Canoeing: Adventures Provide Plenty of Book Material
Spring had finally sprung, and the canoeing bug was sitting on my right shoulder whispering in my ear, “It’s time to hit the river.”
I’ve been paddling a boat or canoe just about all my life. First it was with my dad, grandfather and uncles in the low country of South Carolina on rivers with the Native American names of Black Creek, Little Pee Dee, Big Pee Dee, Waccamaw and Edisto.
As a youngster, I dipped a paddle in their tea-colored deep waters and enjoyed the magnificent scenery that can be seen only from a small watercraft.
During my early days on the rivers, the water had a slow lethargic current that only required a little steering from the stern. If I wanted to move faster than the current, I dug in the paddle and pushed the boat ahead under my own steam.
My last great flat-water adventure began on Drowning Creek. The plan was to drift and paddle to the Lumber River, on to the Little Pee Dee and the Big Pee Dee, then end the trip at Georgetown, S.C. and the mighty Atlantic Ocean.
My two good friends John Mills and Andy Alcroft joined me on this little trek and someday I want to write a book about all our misadventures as we paddled south. There were many.
Later, after college and a move farther north in the state, my slow-moving, laid-back rivers disappeared. It seemed that every river I crossed featured a flow of water that had a mind of its own. I watched and wondered at these marvelous stretches of untamed water. I always thought that, finally, here was a flow that required little work paddling. All a person had to do was ride.
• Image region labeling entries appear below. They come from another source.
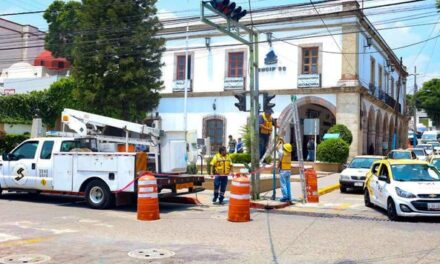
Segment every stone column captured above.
[336,93,363,159]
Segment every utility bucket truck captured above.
[0,109,204,209]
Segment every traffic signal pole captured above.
[200,1,260,200]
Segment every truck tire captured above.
[85,180,113,209]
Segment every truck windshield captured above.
[349,158,379,169]
[391,164,440,181]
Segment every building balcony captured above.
[224,77,246,91]
[173,80,192,92]
[297,74,321,88]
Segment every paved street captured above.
[0,183,440,263]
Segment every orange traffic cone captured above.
[228,177,251,222]
[304,169,319,203]
[137,173,160,221]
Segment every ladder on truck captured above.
[292,96,307,203]
[260,96,307,202]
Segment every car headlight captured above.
[341,175,350,180]
[396,187,416,198]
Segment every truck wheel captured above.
[86,180,113,209]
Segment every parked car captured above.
[421,131,440,143]
[387,149,417,159]
[416,144,434,155]
[339,156,385,193]
[426,141,440,154]
[429,155,440,170]
[364,159,440,221]
[408,148,429,161]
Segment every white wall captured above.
[161,29,342,93]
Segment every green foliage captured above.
[229,153,251,164]
[316,138,349,163]
[43,0,81,62]
[240,125,251,153]
[0,134,29,153]
[416,79,440,124]
[0,78,78,126]
[44,0,164,121]
[186,163,197,174]
[327,124,353,146]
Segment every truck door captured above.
[3,140,39,189]
[36,140,54,190]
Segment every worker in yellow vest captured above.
[211,147,232,204]
[277,140,293,202]
[258,108,273,159]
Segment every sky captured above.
[0,0,440,93]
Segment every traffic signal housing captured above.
[210,0,247,22]
[234,93,246,112]
[263,93,275,111]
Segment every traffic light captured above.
[263,93,275,111]
[234,93,246,112]
[210,0,247,22]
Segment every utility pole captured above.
[200,0,260,200]
[393,57,403,149]
[413,66,418,147]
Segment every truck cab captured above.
[0,137,96,190]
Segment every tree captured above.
[327,124,353,146]
[43,0,81,62]
[46,0,164,121]
[0,77,79,126]
[416,79,440,124]
[316,138,350,163]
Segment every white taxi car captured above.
[339,155,384,193]
[364,159,440,221]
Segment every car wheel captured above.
[364,188,374,208]
[85,180,113,209]
[387,198,400,221]
[339,185,347,193]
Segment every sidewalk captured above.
[177,173,387,221]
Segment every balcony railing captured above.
[224,77,246,91]
[173,80,192,92]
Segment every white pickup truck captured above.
[0,137,203,209]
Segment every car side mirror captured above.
[379,175,390,183]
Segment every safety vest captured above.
[211,153,232,175]
[281,149,292,171]
[260,113,272,135]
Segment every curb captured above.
[318,183,340,196]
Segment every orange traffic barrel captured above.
[137,173,160,221]
[305,168,319,203]
[228,177,251,222]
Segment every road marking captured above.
[0,233,20,243]
[0,237,50,247]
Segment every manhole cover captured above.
[128,248,175,259]
[0,254,50,264]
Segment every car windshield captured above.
[413,149,425,156]
[422,134,437,140]
[390,151,411,159]
[391,164,440,181]
[349,158,379,169]
[431,159,440,170]
[416,145,432,150]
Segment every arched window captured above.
[203,115,226,153]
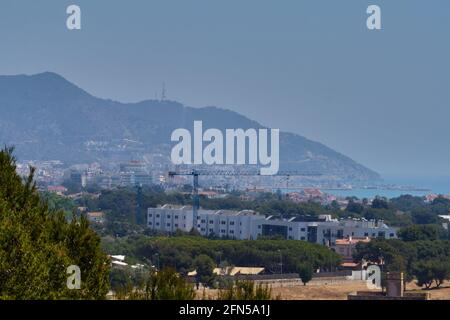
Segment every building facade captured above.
[147,205,397,247]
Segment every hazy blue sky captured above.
[0,0,450,176]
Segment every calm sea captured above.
[324,176,450,198]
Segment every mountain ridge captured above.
[0,72,380,181]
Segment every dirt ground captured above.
[197,281,450,300]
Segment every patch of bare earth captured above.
[197,281,450,300]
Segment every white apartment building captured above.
[147,204,193,233]
[147,205,397,246]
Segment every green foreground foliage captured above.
[355,239,450,288]
[103,236,341,276]
[0,149,109,299]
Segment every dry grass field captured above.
[197,281,450,300]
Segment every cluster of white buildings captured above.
[147,205,397,246]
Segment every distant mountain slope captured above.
[0,72,380,181]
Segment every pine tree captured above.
[0,148,109,299]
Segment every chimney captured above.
[386,272,404,297]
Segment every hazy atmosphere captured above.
[0,0,450,176]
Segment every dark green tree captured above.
[0,149,109,299]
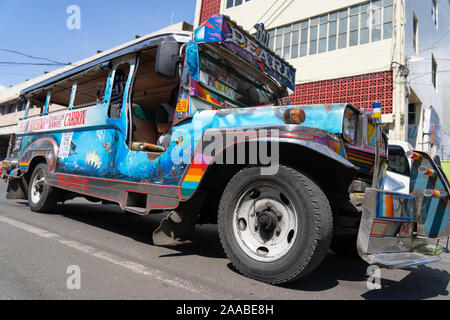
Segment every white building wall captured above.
[405,0,450,160]
[221,0,393,84]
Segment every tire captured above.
[218,166,333,284]
[28,163,59,213]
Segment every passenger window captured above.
[73,68,109,108]
[108,63,130,119]
[131,48,179,152]
[44,80,72,112]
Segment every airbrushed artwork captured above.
[3,15,450,284]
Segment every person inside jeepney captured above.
[155,85,179,149]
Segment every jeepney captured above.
[3,15,450,284]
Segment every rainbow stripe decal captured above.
[377,192,416,221]
[181,153,213,198]
[347,146,375,173]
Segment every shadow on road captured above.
[55,203,226,258]
[276,252,450,300]
[35,202,450,300]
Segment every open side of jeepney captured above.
[3,15,449,283]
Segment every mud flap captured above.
[152,211,195,246]
[6,176,28,200]
[357,188,448,269]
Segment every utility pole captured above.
[392,0,408,141]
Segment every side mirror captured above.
[155,41,180,79]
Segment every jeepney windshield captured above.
[199,52,277,108]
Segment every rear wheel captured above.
[28,163,58,212]
[218,166,333,284]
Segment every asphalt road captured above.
[0,182,450,300]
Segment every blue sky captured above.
[0,0,196,90]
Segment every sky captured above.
[0,0,196,90]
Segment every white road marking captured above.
[0,216,210,296]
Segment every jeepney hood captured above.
[194,104,346,134]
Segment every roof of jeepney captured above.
[18,21,192,95]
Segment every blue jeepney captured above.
[2,15,450,283]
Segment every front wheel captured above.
[28,163,58,212]
[218,166,333,284]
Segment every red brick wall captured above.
[289,71,393,113]
[200,0,220,24]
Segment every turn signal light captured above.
[423,189,448,199]
[406,151,422,160]
[419,167,436,177]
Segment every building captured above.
[194,0,450,166]
[0,22,192,160]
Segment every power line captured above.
[0,48,68,65]
[0,61,66,67]
[256,0,279,28]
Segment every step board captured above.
[368,252,440,269]
[124,207,147,215]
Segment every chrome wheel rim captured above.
[31,169,45,203]
[233,182,298,262]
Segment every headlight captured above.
[342,109,356,143]
[283,108,306,124]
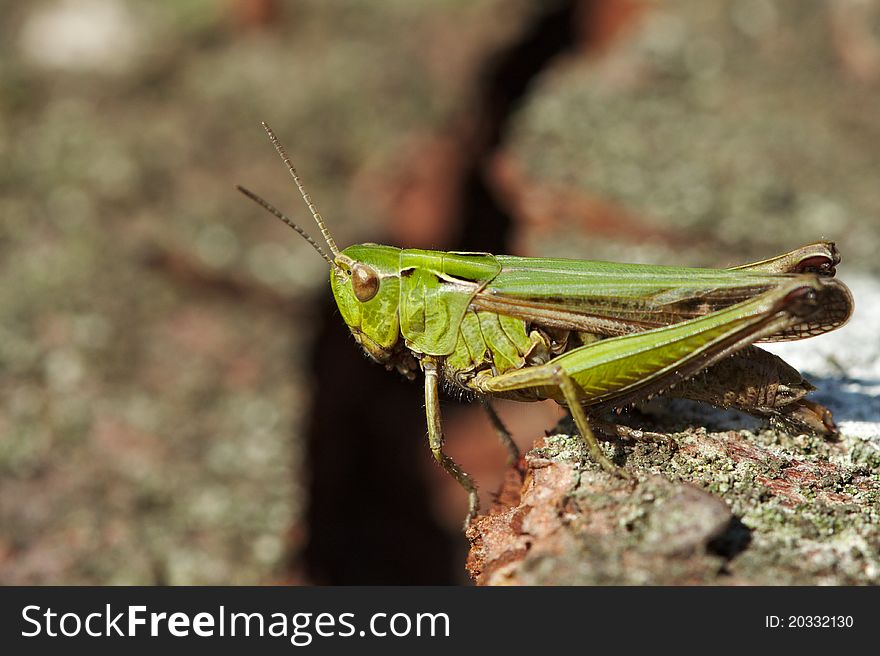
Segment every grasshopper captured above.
[238,123,853,522]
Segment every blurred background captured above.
[0,0,880,584]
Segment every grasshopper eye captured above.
[351,263,379,303]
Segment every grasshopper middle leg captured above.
[422,358,480,527]
[474,364,630,478]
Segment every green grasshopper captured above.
[238,123,853,521]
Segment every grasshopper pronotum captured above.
[238,123,852,521]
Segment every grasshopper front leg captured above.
[422,357,480,528]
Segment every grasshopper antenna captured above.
[260,121,339,257]
[235,185,338,267]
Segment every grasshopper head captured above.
[330,244,400,363]
[238,123,409,364]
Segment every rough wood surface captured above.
[467,408,880,585]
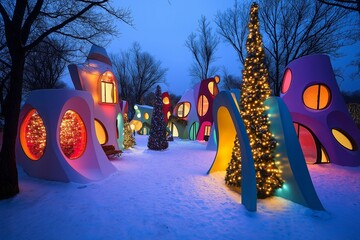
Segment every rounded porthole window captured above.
[59,110,86,159]
[198,95,209,117]
[163,97,170,105]
[303,84,331,110]
[331,128,354,151]
[20,109,46,160]
[144,113,149,120]
[281,68,292,93]
[95,119,107,145]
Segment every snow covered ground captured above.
[0,136,360,240]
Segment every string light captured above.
[60,110,86,159]
[225,3,283,198]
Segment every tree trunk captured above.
[0,50,25,199]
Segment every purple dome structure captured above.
[280,55,360,166]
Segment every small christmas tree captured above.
[148,85,168,150]
[240,3,283,198]
[124,113,136,149]
[225,136,241,188]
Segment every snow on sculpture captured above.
[280,55,360,166]
[16,90,116,183]
[68,45,124,149]
[208,91,324,211]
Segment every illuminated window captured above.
[163,97,170,105]
[208,81,218,96]
[204,126,211,136]
[100,71,116,103]
[59,110,86,159]
[95,119,107,145]
[303,84,330,110]
[20,109,46,160]
[144,113,149,120]
[189,122,199,140]
[177,102,190,117]
[198,95,209,117]
[281,68,292,93]
[294,123,319,163]
[331,129,354,150]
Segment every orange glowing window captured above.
[163,97,170,105]
[331,129,354,150]
[95,119,107,145]
[100,71,117,103]
[59,110,86,159]
[208,81,218,96]
[281,68,292,93]
[177,102,190,117]
[303,84,330,110]
[20,109,46,160]
[144,113,149,120]
[198,95,209,117]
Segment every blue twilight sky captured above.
[65,0,360,95]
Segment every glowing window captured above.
[95,119,107,145]
[198,95,209,117]
[177,102,190,117]
[281,68,292,93]
[144,113,149,120]
[303,84,330,110]
[100,71,116,103]
[204,126,211,136]
[331,129,354,150]
[20,109,46,160]
[163,97,170,105]
[59,110,86,159]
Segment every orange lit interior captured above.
[100,71,117,103]
[177,102,190,117]
[198,95,209,117]
[20,109,46,160]
[94,119,107,145]
[60,110,86,159]
[163,97,170,105]
[303,84,330,110]
[281,69,292,93]
[331,129,354,150]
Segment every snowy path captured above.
[0,136,360,240]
My two good friends Dick Coleman and Phillip Motley were my accomplices on our first white-water adventure down the Haw River. The plan was to float and paddle the Haw until it merged with the Deep River and became the Cape Fear River, then end our trip at Wilmington, N.C., and the mighty Atlantic Ocean.
Fortunately, all three of us were familiar with the great outdoors and were almost experts in the art of survival. We also thought that we were equally qualified to paddle a canoe down most rivers.
Unfortunately, no one told us how a river that seemed sedate and calm, just slow current only requiring paddlers to miss a few rocks mid-stream, could change with a little rain.
Unfortunately, it rained not a little but a bunch right before our trip, and we found the normally serene river transformed overnight from Dr. Jekyll to Mr. Hyde. Someday I want to write a book about all our misadventures as we paddled south. There were many.
After our Haw River experience, I graduated to white-water paddling and acquired another canoe designed specifically for that sport.
The 16-foot Kewaden with a wide beam and rocker bottom was like a skittish Kentucky stallion, and it threw me several times before I finally mastered the art of paddling white water.
We battled the Haw, the Nantahala, the Ocoee, the Nolichucky, the Chattooga and many more before my bride convinced me that I was getting too old and might kill myself. Someday I want to write a book about all our misadventures with white-water paddling. There were many.
Tomorrow, I’m going to take the little Kewaden canoe out of her winter quarters and get her ready for some more rivers; but, thank you very much, before we start I’m going to explain to her that I have enough book material.